The current iteration of Release Party has become something more complicated than its founders anticipated. It's attracted the attention of music writers, curators from the Whitney and the New Museum, and a handful of industry scouts. Some regular attendees grumble that it's becoming too visible, that the whole point was secrecy. But the collective has stayed disciplined about the fundamentals. The music remains uncompromising. The space remains uncomfortable—intentionally so. There's no VIP section, no bottle service, no Instagram moment designed for external validation.
The physical space itself matters. The basement is raw concrete, exposed pipes, industrial lighting that's either too bright or too dark depending on where you stand. There's no bar, just a cooler with water bottles and a single bartender working from a folding table. The sound system is good but not spectacular—quality enough to hear every element of the music without being so polished that it becomes slick. The bathroom situation is infamous, a source of constant complaint and dark humor among regulars. This isn't accidental. The discomfort is part of the point.
The typical Release Party crowd is worth describing in specifics. There are groups of friends who've been attending since the beginning, who know each other's names and dancing styles.
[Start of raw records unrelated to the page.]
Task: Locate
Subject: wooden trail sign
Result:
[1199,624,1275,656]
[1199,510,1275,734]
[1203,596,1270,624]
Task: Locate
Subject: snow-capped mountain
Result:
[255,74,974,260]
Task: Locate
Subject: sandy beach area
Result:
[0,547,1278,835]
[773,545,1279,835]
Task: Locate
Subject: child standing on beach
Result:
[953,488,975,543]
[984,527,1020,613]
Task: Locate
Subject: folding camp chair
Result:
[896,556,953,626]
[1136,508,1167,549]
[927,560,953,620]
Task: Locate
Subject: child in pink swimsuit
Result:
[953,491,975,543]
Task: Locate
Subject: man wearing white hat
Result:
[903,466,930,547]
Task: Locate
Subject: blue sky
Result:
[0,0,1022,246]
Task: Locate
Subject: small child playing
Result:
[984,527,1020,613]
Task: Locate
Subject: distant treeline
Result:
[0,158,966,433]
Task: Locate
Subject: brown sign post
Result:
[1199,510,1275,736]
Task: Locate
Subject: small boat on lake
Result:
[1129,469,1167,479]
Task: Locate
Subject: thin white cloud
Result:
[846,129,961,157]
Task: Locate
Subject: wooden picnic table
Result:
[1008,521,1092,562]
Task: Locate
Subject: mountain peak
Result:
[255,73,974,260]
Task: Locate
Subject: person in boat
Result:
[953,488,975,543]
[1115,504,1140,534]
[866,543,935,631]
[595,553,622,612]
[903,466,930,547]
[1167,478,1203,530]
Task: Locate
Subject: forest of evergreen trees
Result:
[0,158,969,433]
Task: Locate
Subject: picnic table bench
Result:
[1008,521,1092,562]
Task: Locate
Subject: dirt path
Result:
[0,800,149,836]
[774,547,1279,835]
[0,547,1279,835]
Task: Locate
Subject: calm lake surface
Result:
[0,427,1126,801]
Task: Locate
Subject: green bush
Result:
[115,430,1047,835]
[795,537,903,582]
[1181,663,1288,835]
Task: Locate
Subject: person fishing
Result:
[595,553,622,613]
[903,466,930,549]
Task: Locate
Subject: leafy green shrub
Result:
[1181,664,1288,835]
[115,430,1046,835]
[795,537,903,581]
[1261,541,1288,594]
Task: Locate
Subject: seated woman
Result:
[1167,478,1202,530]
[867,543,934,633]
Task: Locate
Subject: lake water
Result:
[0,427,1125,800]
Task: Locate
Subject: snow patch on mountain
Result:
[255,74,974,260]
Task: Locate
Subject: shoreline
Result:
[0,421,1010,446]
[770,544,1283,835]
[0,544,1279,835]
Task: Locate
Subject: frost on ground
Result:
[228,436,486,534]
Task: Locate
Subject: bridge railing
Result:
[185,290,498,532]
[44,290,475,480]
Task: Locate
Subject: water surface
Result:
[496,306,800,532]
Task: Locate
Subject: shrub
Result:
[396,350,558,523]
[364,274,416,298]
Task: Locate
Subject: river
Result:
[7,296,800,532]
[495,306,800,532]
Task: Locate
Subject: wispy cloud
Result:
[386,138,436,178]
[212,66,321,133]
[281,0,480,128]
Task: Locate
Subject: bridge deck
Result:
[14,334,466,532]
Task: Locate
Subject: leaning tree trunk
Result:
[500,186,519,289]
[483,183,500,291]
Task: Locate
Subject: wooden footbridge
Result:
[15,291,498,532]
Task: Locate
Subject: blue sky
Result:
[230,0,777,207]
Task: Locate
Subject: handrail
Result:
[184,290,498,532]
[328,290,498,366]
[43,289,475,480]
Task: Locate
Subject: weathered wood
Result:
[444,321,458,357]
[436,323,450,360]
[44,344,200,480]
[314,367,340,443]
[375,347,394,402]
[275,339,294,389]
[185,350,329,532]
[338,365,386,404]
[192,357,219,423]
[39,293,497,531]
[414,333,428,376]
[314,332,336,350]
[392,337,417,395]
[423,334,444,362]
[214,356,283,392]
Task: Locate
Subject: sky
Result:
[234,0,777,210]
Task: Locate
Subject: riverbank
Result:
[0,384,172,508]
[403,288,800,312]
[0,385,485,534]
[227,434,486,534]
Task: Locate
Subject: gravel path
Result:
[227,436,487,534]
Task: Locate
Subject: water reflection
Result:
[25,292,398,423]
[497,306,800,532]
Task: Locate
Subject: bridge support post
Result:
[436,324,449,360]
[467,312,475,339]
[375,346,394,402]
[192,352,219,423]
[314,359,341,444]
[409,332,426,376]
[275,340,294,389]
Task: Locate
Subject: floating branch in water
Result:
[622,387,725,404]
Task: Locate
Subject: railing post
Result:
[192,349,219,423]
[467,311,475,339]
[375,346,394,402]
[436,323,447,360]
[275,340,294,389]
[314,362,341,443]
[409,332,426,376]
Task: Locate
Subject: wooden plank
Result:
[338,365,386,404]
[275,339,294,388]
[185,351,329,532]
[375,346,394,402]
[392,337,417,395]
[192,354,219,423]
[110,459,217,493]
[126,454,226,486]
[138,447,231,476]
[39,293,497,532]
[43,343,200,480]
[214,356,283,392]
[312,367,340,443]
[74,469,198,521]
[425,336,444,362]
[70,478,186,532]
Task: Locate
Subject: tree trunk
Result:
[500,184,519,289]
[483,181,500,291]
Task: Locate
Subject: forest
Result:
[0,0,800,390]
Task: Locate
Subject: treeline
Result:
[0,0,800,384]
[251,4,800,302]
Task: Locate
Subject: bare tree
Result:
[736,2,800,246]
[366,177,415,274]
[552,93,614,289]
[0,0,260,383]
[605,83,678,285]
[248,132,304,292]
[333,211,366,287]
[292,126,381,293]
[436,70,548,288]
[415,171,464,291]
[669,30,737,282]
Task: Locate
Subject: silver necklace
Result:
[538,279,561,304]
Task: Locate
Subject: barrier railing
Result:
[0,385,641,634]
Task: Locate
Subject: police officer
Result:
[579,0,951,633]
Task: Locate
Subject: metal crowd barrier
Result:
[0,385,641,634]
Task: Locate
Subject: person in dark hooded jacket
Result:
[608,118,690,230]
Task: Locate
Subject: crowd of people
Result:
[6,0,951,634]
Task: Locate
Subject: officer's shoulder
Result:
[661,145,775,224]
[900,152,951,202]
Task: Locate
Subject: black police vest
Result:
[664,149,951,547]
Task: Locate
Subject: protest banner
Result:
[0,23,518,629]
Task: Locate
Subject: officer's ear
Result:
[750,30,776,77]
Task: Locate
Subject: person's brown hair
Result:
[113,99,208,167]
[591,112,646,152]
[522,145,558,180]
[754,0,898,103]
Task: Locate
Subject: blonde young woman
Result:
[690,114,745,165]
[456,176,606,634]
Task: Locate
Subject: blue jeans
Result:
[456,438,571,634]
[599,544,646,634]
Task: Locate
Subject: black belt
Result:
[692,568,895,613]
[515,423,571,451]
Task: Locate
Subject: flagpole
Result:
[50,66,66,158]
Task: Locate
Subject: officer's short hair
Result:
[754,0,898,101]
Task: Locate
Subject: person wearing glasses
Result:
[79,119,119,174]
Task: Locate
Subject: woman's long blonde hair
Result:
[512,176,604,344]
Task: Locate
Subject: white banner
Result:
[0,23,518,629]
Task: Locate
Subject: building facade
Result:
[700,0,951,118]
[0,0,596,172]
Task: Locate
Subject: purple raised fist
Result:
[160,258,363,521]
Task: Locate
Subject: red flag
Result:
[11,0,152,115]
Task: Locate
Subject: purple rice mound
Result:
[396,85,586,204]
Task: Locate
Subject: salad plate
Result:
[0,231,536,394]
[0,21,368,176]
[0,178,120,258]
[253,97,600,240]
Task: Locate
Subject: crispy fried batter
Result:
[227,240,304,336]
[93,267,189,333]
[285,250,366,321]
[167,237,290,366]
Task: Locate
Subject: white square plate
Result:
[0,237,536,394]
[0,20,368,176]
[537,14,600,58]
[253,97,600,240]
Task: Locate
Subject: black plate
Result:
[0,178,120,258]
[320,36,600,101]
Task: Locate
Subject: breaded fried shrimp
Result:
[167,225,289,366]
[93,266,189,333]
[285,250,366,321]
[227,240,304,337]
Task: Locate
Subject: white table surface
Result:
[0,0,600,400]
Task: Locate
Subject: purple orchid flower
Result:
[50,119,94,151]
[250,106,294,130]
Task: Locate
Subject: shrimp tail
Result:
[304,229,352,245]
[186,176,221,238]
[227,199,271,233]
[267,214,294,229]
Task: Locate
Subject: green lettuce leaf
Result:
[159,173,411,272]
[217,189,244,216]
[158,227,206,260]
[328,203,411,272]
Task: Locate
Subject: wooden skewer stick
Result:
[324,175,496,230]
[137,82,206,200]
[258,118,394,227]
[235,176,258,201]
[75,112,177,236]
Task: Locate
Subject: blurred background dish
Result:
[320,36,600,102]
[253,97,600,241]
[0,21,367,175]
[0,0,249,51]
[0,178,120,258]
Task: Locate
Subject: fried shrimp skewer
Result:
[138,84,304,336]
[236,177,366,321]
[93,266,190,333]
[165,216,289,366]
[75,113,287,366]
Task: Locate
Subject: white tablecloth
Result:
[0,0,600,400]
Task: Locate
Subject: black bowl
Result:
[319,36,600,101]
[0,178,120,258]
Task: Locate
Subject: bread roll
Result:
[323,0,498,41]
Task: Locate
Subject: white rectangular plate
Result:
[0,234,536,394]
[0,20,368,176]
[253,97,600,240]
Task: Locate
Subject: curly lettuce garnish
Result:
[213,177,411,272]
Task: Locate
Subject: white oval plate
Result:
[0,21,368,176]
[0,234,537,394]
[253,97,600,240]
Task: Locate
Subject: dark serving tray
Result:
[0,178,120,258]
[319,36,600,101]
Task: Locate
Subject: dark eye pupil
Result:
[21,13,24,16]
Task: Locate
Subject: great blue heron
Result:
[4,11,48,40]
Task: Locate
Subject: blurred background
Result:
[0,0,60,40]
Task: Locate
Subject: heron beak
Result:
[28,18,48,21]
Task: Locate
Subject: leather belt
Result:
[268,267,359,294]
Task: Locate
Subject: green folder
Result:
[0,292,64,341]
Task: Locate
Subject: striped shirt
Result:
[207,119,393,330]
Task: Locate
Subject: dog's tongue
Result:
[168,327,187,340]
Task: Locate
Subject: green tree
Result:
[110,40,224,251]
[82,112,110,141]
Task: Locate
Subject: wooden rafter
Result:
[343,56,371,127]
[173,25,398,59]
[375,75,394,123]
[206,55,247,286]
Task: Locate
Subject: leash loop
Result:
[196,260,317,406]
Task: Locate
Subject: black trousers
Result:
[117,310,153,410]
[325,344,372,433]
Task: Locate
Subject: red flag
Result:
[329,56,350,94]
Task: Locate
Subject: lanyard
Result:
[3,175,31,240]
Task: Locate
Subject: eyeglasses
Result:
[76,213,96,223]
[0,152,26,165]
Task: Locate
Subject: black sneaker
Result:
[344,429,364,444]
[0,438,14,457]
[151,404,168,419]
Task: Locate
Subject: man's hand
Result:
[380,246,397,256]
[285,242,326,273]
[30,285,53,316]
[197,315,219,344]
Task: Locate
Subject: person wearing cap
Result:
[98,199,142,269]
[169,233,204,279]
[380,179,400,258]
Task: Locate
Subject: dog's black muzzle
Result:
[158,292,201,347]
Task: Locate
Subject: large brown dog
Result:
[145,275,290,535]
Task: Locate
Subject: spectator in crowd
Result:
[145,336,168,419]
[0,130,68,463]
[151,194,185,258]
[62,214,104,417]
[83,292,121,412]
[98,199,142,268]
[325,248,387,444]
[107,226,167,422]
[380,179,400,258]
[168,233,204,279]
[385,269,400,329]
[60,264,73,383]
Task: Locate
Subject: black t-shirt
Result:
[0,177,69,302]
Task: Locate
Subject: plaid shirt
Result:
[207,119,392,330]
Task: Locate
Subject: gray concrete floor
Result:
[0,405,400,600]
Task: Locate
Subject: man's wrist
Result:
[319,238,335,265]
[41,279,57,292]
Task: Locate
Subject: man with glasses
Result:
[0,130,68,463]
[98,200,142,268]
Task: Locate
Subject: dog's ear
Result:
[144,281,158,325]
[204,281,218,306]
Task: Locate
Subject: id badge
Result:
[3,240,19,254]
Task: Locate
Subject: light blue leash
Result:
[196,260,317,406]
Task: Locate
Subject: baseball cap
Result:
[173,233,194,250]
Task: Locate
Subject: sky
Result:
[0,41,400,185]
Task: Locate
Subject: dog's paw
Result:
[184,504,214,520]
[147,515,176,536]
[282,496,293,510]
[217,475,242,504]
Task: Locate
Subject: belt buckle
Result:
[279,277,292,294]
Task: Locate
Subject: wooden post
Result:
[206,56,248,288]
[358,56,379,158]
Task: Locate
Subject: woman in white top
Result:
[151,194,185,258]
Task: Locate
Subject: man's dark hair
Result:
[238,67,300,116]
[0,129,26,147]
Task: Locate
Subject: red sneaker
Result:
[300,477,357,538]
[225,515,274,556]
There are solitary attendees who come specifically to hear a particular artist and stand motionless, absorbing the sound. There are couples, both same-sex and mixed, though the overwhelming majority of attendees are queer. There are older men who remember the pre-Giuliani club scene and younger people who've never known anything else. There are people in full latex, people in basic black t-shirts, people in drag. The dress code exists only in the negative: no sneakers, no visible logos, no costume pieces that read as costume rather than identity.
The political dimension is present but unstated. This is a space where trans and non-binary artists get featured alongside cisgender queer musicians. The collective actively books women and non-men producers, which remains notable in electronic music circles. But there are no mission statements, no explicit politics beyond the choice of who gets booked and who gets paid. The politics live in the curation, not in the conversation.
What Release Party represents, in the spring of 2024, is a particular kind of New York queer culture—one that's deliberately small, deliberately difficult, deliberately uninterested in expansion or mainstream acceptance. It's a rebuke to the professionalization of queer nightlife, to the circuit party model, to the idea that visibility and inclusivity require compromising artistic vision. It's also, inevitably, a product of New York's current economic moment: a basement venue, low overhead, no pretense of being profitable. The model works only because the host collective doesn't expect to make money, because the artists play for exposure and community rather than substantial fees, because the attendees treat it as a genuine gathering rather than a consumer experience.
On a recent Saturday, a trans producer from Bed-Stuy played a three-hour set that built methodically from sparse, glitchy ambient sounds into something approaching euphoria around the two-hour mark. The crowd moved with the music, bodies responding to shifts in rhythm and texture. By the end, people were visibly exhausted, soaked through, satisfied in a way that has nothing to do with entertainment and everything to do with being genuinely heard and seeing others genuinely present.
That's what Release Party sells, if it sells anything at all: the possibility of a moment where the music, the crowd, and the politics align completely, where being queer and being underground and being serious about sound aren't contradictions but coordinates that point toward something real.